Avery was crossing the hall when she emerged, her hair smooth, her expression calm, even the trace of a blush from that kiss subdued by cool water and willpower.
‘What do you think?’ He handed her a sheet of paper. ‘Will you look at it now in the study, before Alice comes down?’
* * *
He watched Laura as she stood, head bent over the draft. Her hair was rigorously tidy, each strand disciplined back into a severe chignon. It did not look like hair that relished control, it looked as though it wanted to be loose, waving, its colours catching the sun in shades from blonde to soft brown. Her cheeks were smooth, pale with less than the natural colour of health in them and none of the blush that had stained them when she had thrown that challenge at him in the shrubbery.
Her lips moved slightly, parted, and her tongue emerged just to touch the centre of her upper lip. He guessed it was a habitual sign of concentration, but it sent the blood straight to his groin. Those lips under his, smooth and warm. They had clung for a moment against his while he had wrestled with the urge to possess, feel her open under him, to taste her. He was confusing her and he wished he understood why.

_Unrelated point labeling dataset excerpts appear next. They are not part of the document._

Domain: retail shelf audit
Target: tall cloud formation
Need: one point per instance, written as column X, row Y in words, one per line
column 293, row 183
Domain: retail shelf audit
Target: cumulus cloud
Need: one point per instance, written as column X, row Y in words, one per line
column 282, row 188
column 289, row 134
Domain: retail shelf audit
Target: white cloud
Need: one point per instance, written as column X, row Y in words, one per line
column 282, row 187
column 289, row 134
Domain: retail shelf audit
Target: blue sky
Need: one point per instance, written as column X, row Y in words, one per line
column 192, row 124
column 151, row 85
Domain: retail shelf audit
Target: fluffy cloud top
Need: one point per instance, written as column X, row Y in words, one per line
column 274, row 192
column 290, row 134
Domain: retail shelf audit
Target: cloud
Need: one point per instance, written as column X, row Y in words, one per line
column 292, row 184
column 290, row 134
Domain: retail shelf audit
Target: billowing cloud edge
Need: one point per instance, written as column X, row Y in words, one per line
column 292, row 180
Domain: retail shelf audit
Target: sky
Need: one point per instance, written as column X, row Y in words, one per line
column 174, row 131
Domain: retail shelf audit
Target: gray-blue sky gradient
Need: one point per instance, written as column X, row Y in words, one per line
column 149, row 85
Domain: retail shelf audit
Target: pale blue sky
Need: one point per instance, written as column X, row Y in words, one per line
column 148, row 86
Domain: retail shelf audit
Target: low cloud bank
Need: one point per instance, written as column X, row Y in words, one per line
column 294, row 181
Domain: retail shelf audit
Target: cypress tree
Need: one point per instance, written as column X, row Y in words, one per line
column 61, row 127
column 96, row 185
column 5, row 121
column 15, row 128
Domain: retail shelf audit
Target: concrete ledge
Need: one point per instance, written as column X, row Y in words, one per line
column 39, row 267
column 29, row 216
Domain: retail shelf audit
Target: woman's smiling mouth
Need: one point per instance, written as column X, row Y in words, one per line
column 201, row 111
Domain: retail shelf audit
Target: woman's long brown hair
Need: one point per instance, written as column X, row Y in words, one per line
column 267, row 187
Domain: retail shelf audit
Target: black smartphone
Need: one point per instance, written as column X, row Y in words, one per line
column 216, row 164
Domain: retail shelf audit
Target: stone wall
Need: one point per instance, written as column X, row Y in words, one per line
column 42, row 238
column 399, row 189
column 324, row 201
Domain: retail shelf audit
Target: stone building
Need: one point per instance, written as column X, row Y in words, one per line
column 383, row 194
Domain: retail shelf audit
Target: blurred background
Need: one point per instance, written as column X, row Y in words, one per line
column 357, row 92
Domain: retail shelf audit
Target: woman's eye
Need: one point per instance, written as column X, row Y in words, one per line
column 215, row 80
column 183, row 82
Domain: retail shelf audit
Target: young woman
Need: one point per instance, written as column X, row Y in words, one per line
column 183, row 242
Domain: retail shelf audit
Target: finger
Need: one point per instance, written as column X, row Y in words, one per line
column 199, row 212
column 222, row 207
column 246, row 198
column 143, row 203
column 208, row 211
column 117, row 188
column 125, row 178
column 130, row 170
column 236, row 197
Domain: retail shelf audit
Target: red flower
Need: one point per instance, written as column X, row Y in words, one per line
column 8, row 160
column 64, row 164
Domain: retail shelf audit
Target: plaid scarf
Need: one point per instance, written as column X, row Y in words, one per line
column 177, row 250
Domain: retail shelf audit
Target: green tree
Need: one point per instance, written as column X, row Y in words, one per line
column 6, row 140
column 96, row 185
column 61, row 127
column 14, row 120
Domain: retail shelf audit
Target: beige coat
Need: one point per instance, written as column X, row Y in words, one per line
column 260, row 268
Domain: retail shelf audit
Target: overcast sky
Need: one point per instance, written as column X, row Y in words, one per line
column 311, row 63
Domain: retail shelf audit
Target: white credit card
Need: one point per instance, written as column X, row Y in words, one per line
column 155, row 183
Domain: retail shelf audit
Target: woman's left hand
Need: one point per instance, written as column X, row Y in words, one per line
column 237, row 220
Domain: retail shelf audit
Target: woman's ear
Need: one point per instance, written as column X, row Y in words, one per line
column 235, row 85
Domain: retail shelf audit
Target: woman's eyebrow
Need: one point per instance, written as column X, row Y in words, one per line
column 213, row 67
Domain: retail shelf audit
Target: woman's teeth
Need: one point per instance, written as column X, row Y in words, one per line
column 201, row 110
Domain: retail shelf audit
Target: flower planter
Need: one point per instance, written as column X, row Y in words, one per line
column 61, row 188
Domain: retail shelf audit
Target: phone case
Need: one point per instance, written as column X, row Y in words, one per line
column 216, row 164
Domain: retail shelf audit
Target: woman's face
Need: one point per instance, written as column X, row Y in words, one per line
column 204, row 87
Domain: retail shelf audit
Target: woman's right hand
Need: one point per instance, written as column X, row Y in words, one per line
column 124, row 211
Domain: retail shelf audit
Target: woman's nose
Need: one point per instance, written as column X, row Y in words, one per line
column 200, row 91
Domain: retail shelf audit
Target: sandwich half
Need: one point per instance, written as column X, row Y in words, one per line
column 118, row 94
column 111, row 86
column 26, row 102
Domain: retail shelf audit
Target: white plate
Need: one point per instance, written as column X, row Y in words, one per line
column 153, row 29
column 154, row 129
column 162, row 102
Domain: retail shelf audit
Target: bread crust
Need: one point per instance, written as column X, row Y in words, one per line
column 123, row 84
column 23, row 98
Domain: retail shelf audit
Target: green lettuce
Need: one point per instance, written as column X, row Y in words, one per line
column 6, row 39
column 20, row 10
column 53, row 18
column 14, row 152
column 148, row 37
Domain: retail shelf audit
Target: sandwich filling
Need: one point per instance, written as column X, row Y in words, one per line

‘You state that the person appointed must be willing to travel.’
‘Yes, that is essential. I expect to be sent abroad again before the year is out and I will take Alice with me.’
‘You had best say it means to the Continent, then, and not simply on a tour of the Lakes.’ Her lips quivered into a slight smile and were serious again.
Avery fought with temptation and yielded to it. ‘I was wondering... I know you said Alice would benefit from a younger governess, but I wondered about a widow.’
A shiver went through Caroline, so faint he saw it merely in the movement of her pearl earbobs. He held his breath. Was he being too obvious? And what, in blazes, was he thinking of in any case?
Chapter Six
What could he tell from Caroline’s stillness? The downcast lids did not lift, nor the dark lashes move. Perhaps he had imagined that shiver, perhaps she had no notion he was talking about her. ‘Not all widows are middle-aged,’ she pointed out after a moment.
‘No, indeed. Such as yourself.’ Avery wondered just how old she was. The ageing effect of her black clothes, and the paleness of her skin, made it difficult to tell, but he doubted she could be much over twenty-five. ‘I was just wondering if someone with more experience of children would be better.’
‘And not all widows have had children,’ Caroline said, her voice so lacking in expression it might as well have been a scream.
Hell and damnation. She told you she had lost a child. Get your great boot out of your mouth, Falconer, and stop daydreaming. It had been a nice little fantasy about Caroline Jordan as Alice’s governess, but what did that make him, lusting after his daughter’s teacher, a woman who would be under his protection in his house? A lecher, that’s what, Avery told himself. He despised men who took advantage of their female dependants.